When Swae Lee stepped into a Los Angeles studio last year, little did he know the song he laid down vocals for, “Sunflower,” would end up being one of 2019’s major hits. “I wanted to go out with a bang that night, and I got it out of me,” he says of the fateful evening at Electric Feel when he linked up with Post Malone to record the smash, which he co-wrote and for which he shares top billing. More than a billion Spotify streams later, the wistful tune has flowered into a bright, towering example of what a hybrid urban-pop hit sounds like right now.

“I think it got so big because the kids love it so much,” Lee says of the song. Known to his family as Khalif Malik Ibn Shaman Brown, the artist built off the heat “Sunflower” generated, featuring on songs by Madonna (their collaboration “Crave” topped the dance charts) and turning up on Joji & Jackson Wang’s “Walking” alongside Major Lazer.

The rapper, singer and songwriter, also one-half of the duo Rae Sremmurd, made his mark in 2015, with catchy, quirky smashes such as “No Flex Zone” and “No Type” that began as underground anthems before exploding onto radio stations nationwide. More recently, Lee has proven that he has star power beyond the duo that made him famous. While Rae Sremmurd may ride again in 2020, the 26-year-old is, for now, enjoying working solo, featuring on other artists’ tracks and doing more songwriting.

According to the Inglewood-born artist, who not only writes his own features but has also written behind-the-scenes for names like Beyoncé (he co-wrote her 2016 track “Formation”), he finds lyrical inspiration from everyday life. To wit: “I basically do what I think is cool, you know? And I guess I’m a pretty cool guy, so that translates well to the people.”
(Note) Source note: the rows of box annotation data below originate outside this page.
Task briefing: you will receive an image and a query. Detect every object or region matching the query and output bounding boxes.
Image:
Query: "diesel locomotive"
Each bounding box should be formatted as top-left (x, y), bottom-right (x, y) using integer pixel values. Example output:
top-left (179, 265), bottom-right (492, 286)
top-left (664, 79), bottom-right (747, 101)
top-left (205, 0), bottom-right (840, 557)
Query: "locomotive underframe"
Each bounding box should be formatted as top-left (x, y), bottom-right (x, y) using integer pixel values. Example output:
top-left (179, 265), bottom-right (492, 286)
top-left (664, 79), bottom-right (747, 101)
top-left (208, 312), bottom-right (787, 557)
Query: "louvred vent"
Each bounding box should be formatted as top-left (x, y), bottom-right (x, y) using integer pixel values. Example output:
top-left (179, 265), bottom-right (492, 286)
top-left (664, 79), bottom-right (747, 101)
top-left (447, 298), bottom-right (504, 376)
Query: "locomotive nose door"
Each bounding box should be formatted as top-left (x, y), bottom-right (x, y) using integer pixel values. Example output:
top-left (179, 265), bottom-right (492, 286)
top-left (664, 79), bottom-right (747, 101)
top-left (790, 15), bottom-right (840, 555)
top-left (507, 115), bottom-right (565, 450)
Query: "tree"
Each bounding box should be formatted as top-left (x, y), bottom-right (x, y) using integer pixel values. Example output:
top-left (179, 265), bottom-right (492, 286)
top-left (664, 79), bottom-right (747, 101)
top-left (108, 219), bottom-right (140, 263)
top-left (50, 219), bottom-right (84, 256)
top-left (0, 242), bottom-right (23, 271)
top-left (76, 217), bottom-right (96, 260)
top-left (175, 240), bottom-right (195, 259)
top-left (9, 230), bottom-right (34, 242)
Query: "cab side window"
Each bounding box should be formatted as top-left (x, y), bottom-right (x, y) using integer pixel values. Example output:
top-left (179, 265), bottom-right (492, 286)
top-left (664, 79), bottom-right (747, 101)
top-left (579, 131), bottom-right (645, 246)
But don’t expect Lee to give away too many of his songs next year. “Man, I ain’t gonna lie, got so many hits that I could just give to female artists because I’m good at writing love songs,” he deadpans, “but when I make those songs, I don’t wanna give them away. … I end up loving them myself and want to use them for myself. Plus, I feel like my songs are [of a] different caliber. I don’t want to just give them away and have [another artist] not take them seriously.”